Calling from the device: 613 791 8378, 4000 ms delay in the echo test because the jitter buffer is on the receive of a SIP channel, but its from the trunk.
Calling *43 from the device, zero delay in the echo test.
Check in the comments too, and you’ll see an example of adding a jitterbuffer on the outgoing channel, but I’ll post it here too just in case. You can add a jitter buffer to the outbound channel by using a pre-dial handler:
; outbound pre-dial handler
exten => predial_outbound,1,NoOp()
same => n,Set(JITTERBUFFER(adaptive)=default)
same => n,Return()
exten => 101,1,NoOp()
same => n,Dial(PJSIP/${EXTEN},20,b(default^predial_outbound^1))
same => n,Hangup()
In Asterisk jitterbuffers only ever work on the read side of a channel. So if Alice is calling Bob, and you want to add a jitterbuffer to the Alice channel you can do that in the dialplan before dialing Bob:
exten => bob,1,NoOp()
; This adds a jitterbuffer on the channel that's about to dial Bob, Alice in this case
same => n,Set(JITTERBUFFER(adaptive)=default)

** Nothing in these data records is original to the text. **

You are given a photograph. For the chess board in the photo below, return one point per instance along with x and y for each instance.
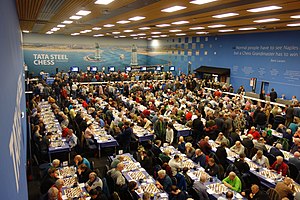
(130, 166)
(67, 171)
(136, 175)
(73, 192)
(268, 174)
(69, 182)
(218, 188)
(151, 188)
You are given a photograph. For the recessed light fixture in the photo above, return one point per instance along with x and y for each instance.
(108, 25)
(266, 20)
(175, 30)
(266, 8)
(96, 28)
(103, 2)
(197, 28)
(67, 22)
(180, 22)
(200, 2)
(75, 17)
(225, 15)
(136, 18)
(225, 30)
(180, 34)
(55, 29)
(295, 16)
(83, 12)
(163, 25)
(202, 32)
(173, 9)
(247, 29)
(123, 22)
(293, 25)
(144, 28)
(216, 26)
(98, 35)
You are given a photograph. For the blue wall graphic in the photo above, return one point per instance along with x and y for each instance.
(273, 57)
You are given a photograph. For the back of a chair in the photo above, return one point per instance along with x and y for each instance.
(293, 170)
(273, 194)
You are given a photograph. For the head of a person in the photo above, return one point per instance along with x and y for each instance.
(229, 195)
(120, 166)
(132, 185)
(232, 176)
(53, 193)
(242, 156)
(254, 189)
(259, 154)
(161, 174)
(94, 193)
(92, 176)
(78, 159)
(59, 183)
(279, 159)
(55, 163)
(203, 178)
(188, 146)
(211, 161)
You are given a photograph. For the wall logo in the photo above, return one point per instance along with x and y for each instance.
(49, 59)
(15, 143)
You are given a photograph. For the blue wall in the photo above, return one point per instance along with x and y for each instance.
(273, 57)
(12, 104)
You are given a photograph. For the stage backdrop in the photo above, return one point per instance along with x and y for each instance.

same => n,Dial(${TECH}/bob)
same => n,Hangup()
In this scenario just before Alice dials Bob and a jitterbuffer gets added to Alice’s channel. This means that all audio coming from Alice (the endpoint) gets read through her jitterbuffer. In this setup when Bob is dialed no jitterbuffer is added to his read channel. Meaning audio coming from Bob (the endpoint) does not get passed though a jitterbuffer. If you want a jitterbuffer applied to Bob’s read queue then you need to add that using the predial handler:
exten => predial_outbound,1,NoOp()
; This adds a jitterbuffer to the channel being dialed, Bob in this case
same => n,Set(JITTERBUFFER(adaptive)=default)
same => n,Return()
exten => bob,1,NoOp()
; This adds a jitterbuffer on the channel that's about to dial Bob, Alice in this case
same => n,Set(JITTERBUFFER(adaptive)=default)
same => n,Dial(${TECH}/${EXTEN},20,b(default^predial_outbound^1))
same => n,Hangup()
If you want similar to occur when Bob calls Alice then you have to do the same thing when Alice is dialed.
Thanks, so I did get this working but my context’s must be wrong (under FreePBX) [macro-dialout-one-predial-hook] works for the dialer jitter buffer but the only and obviously wrong place I could get this working for the receiver was in [func-apply-sipheaders].
[from-internal] and [from-internal-custom] didn’t work surprisingly…
Also this does not work when the Trunk and the Extension share the same codec (in this case G.711u). When the device codec is G722, it does work for both devices (caller and callee).